In many settings, including oncology, increasing the dose of treatment results in both increased efficacy and toxicity. With the increasing availability of validated biomarkers and prediction models, there is the potential for individualized dosing based on patient specific factors. We consider the setting where there is an existing dataset of patients treated with heterogenous doses and including binary efficacy and toxicity outcomes and patient factors such as clinical features and biomarkers. The goal is to analyze the data to estimate an optimal dose for each (future) patient based on their clinical features and biomarkers. We propose an optimal individualized dose finding rule by maximizing utility functions for individual patients while limiting the rate of toxicity. The utility is defined as a weighted combination of efficacy and toxicity probabilities. This approach maximizes overall efficacy at a prespecified constraint on overall toxicity. We model the binary efficacy and toxicity outcomes using logistic regression with dose, biomarkers and dose-biomarker interactions. To incorporate the large number of potential parameters, we use the LASSO method. We additionally constrain the dose effect to be non-negative for both efficacy and toxicity for all patients. Simulation studies show that the utility approach combined with any of the modeling methods can improve efficacy without increasing toxicity relative to fixed dosing. The proposed methods are illustrated using a dataset of patients with lung cancer treated with radiation therapy.
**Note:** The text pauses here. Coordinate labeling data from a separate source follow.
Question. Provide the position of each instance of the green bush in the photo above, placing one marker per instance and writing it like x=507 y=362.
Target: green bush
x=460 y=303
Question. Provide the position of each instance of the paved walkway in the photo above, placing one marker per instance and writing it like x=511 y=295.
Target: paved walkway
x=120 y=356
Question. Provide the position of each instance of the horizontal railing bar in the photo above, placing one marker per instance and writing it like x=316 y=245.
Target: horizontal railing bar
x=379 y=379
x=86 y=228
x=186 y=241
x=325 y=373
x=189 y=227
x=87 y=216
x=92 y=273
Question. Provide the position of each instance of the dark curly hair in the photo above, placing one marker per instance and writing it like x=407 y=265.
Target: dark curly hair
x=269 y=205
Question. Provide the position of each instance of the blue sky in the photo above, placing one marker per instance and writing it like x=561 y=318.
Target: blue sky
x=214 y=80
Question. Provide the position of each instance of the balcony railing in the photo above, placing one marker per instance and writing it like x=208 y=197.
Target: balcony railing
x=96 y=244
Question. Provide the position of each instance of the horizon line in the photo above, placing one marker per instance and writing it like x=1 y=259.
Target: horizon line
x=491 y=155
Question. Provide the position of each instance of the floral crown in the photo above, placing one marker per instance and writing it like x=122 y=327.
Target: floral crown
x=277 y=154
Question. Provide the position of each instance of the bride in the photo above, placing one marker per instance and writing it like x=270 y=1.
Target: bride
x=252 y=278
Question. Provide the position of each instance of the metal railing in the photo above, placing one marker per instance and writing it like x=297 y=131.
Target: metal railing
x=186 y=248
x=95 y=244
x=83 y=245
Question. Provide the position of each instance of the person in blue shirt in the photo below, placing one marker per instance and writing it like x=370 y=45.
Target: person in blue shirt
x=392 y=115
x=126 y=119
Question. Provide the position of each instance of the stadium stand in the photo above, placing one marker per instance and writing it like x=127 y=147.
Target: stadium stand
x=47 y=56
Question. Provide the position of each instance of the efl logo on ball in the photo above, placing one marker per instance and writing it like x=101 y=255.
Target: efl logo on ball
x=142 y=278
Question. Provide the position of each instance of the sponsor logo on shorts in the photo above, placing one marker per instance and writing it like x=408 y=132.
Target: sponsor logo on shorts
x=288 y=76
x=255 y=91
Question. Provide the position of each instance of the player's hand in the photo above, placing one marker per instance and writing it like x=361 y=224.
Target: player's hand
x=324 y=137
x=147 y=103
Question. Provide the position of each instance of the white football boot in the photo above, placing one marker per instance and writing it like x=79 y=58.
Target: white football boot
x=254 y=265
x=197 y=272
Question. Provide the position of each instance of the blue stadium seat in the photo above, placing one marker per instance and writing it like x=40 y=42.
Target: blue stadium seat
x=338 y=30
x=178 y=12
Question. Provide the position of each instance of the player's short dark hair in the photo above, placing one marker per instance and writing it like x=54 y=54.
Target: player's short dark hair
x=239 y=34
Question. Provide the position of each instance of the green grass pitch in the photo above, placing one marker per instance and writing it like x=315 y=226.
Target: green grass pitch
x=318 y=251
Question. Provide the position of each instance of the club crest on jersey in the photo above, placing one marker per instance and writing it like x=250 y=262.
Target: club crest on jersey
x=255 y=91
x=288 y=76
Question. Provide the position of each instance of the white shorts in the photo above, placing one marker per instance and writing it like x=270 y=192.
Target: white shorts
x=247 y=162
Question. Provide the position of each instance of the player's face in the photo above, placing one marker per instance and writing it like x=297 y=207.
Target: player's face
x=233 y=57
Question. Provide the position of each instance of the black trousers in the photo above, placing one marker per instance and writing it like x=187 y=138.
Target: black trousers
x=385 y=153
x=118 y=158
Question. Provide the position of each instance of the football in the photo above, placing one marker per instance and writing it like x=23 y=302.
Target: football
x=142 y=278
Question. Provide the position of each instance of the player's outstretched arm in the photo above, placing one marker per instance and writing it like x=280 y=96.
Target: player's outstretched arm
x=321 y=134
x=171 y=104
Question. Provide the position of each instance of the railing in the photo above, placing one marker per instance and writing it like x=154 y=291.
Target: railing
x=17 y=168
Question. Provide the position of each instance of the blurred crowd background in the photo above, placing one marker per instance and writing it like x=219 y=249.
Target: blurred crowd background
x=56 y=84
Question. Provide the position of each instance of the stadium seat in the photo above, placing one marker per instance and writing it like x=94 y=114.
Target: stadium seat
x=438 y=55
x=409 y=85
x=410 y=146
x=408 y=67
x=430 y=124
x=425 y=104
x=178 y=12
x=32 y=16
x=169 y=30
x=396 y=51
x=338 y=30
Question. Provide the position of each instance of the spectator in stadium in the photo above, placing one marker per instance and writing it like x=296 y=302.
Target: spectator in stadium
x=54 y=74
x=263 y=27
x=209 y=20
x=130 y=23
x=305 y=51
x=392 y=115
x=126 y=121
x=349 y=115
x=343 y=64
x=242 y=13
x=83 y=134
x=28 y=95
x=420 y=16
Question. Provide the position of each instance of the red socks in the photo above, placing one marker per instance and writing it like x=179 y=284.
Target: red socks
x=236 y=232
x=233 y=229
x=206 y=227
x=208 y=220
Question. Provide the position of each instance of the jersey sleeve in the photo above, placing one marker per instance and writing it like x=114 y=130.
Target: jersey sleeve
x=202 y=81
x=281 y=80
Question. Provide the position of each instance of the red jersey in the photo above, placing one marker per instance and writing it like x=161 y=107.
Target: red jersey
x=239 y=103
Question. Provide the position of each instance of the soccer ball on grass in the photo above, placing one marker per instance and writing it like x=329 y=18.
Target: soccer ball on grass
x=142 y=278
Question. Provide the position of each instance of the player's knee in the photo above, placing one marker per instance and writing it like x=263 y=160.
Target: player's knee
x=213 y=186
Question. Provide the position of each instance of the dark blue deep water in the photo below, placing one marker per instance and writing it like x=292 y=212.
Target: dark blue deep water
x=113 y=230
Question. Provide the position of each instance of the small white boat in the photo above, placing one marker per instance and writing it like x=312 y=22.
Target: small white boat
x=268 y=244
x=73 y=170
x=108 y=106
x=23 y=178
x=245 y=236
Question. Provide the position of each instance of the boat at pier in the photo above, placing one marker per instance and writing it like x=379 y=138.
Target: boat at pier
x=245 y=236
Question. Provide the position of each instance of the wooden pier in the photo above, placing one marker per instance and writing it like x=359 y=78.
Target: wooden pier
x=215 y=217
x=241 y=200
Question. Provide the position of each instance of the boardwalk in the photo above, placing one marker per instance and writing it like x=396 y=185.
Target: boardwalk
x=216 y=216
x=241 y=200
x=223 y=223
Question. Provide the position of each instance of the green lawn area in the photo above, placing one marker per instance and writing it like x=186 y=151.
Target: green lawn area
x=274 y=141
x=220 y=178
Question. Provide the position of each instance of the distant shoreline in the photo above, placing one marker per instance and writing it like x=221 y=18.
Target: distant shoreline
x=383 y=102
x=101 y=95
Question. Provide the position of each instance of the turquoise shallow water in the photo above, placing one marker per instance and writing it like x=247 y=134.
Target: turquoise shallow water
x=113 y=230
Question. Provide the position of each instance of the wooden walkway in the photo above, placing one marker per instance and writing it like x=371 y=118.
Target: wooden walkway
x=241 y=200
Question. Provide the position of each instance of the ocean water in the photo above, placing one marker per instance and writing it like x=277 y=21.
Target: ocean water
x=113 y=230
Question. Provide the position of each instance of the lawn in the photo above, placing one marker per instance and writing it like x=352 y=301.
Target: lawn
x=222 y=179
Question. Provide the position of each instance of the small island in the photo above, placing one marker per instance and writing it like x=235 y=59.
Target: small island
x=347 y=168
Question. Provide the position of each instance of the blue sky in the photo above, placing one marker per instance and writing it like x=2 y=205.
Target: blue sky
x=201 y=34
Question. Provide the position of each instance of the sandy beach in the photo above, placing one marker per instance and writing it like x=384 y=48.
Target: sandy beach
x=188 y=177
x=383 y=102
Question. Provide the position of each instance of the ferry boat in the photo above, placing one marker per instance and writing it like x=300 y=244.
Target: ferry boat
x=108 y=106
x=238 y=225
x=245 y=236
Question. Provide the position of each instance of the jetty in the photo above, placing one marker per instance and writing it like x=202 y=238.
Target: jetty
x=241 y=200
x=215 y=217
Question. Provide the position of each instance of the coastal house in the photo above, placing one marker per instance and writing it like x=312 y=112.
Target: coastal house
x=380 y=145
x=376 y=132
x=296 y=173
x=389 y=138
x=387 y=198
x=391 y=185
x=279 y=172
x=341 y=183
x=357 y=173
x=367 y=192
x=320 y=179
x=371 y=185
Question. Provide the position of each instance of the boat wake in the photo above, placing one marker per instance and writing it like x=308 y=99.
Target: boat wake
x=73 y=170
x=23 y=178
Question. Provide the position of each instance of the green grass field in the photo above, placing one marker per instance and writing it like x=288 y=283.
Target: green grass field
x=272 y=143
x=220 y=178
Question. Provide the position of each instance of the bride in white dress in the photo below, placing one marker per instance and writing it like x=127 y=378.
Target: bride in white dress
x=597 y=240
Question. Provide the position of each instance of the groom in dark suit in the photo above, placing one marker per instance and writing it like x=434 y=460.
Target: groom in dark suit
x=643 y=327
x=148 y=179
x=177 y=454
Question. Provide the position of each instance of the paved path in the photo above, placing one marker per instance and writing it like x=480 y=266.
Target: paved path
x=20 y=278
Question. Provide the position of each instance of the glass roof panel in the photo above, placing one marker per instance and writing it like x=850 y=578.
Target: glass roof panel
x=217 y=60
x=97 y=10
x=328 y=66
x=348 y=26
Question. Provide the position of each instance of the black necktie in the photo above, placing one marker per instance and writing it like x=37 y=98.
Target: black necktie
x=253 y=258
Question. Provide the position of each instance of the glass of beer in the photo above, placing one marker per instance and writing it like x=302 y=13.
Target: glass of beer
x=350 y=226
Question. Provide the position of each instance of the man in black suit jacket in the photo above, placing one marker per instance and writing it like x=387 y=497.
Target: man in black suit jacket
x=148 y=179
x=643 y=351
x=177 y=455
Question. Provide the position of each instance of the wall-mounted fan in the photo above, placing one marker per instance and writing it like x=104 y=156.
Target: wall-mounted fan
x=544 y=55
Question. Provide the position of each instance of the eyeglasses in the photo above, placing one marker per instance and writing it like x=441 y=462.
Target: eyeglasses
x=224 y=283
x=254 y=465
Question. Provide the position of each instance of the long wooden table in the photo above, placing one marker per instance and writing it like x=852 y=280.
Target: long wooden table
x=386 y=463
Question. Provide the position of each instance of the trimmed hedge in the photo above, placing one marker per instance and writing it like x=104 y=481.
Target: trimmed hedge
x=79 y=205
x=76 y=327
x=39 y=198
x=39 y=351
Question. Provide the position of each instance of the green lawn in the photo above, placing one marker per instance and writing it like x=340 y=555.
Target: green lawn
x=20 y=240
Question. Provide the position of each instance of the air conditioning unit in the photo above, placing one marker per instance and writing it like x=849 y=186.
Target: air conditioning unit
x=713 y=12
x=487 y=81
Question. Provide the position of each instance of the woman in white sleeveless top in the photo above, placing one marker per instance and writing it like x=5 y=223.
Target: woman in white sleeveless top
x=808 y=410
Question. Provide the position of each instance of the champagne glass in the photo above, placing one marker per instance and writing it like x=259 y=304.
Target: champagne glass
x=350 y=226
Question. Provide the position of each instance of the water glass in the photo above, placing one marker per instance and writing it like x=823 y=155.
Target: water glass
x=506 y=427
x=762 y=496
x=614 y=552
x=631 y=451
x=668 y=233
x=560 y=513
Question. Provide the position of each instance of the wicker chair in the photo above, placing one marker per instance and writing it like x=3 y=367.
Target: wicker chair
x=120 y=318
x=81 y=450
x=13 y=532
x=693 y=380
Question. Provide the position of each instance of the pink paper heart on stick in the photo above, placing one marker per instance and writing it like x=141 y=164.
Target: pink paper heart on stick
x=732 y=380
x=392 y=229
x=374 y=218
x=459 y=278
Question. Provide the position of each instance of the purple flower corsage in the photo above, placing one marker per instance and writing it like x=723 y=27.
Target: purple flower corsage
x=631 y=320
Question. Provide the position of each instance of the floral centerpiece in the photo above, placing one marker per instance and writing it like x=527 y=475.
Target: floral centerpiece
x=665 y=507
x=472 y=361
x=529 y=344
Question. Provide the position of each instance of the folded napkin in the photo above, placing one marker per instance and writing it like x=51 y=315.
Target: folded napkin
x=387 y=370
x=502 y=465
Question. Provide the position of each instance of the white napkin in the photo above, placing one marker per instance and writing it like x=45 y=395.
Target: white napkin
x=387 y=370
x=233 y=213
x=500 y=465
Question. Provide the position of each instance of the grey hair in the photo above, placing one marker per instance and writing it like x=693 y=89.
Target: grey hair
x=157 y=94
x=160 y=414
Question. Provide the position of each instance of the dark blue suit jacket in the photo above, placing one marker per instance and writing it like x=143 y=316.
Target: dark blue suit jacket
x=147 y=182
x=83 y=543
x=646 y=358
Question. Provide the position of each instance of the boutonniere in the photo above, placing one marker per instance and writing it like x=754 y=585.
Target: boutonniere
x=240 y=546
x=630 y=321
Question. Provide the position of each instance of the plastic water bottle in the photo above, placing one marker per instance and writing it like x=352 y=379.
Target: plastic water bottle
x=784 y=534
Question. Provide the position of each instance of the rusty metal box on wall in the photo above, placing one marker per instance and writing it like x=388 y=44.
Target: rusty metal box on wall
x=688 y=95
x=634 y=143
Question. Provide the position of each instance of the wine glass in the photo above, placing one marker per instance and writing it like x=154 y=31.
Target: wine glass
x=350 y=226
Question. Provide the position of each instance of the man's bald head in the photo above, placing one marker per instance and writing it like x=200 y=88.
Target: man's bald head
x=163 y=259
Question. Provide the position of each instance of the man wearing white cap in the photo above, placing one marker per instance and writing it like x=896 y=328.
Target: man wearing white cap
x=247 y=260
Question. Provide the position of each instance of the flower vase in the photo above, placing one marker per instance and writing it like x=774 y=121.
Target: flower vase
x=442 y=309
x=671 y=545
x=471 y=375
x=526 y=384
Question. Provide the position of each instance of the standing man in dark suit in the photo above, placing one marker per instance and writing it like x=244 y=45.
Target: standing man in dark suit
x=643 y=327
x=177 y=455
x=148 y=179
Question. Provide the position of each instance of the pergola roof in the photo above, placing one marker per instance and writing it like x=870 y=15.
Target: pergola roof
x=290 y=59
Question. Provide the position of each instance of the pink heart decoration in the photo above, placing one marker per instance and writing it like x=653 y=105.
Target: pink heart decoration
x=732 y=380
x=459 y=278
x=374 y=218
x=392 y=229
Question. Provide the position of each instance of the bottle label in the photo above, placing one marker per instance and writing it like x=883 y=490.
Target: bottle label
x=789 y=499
Keywords: constrained LASSO; efficacy toxicity trade-off; optimal treatment regime; personalized medicine; utility.

Figure 1

Top: Individual level E-T plot with choice of dose with theoretical β_E, β_T for three subjects. The utility curve uses θ = 1. Bottom: Individual level optimal dose as a function of θ for the same three subjects.

Figure 2

Left: Population level E-T plot with choice of θ with theoretical β_E, β_T, Right: Population level E-T trade-off at different toxicity tolerance levels.

Figure 3

Simulation results for scenario 0. Boxplot of average efficacy with same toxicity for 1000 simulation trials. The compared methods are theory with true coefficients; FS: Forward Selection; LASSO; cLASSO: constrained LASSO; FD: Fixed Dosing. All methods are constrainted at P(T)=0.20. Means are 0.599, 0.528, 0.528, 0.539, 0.452, respectively.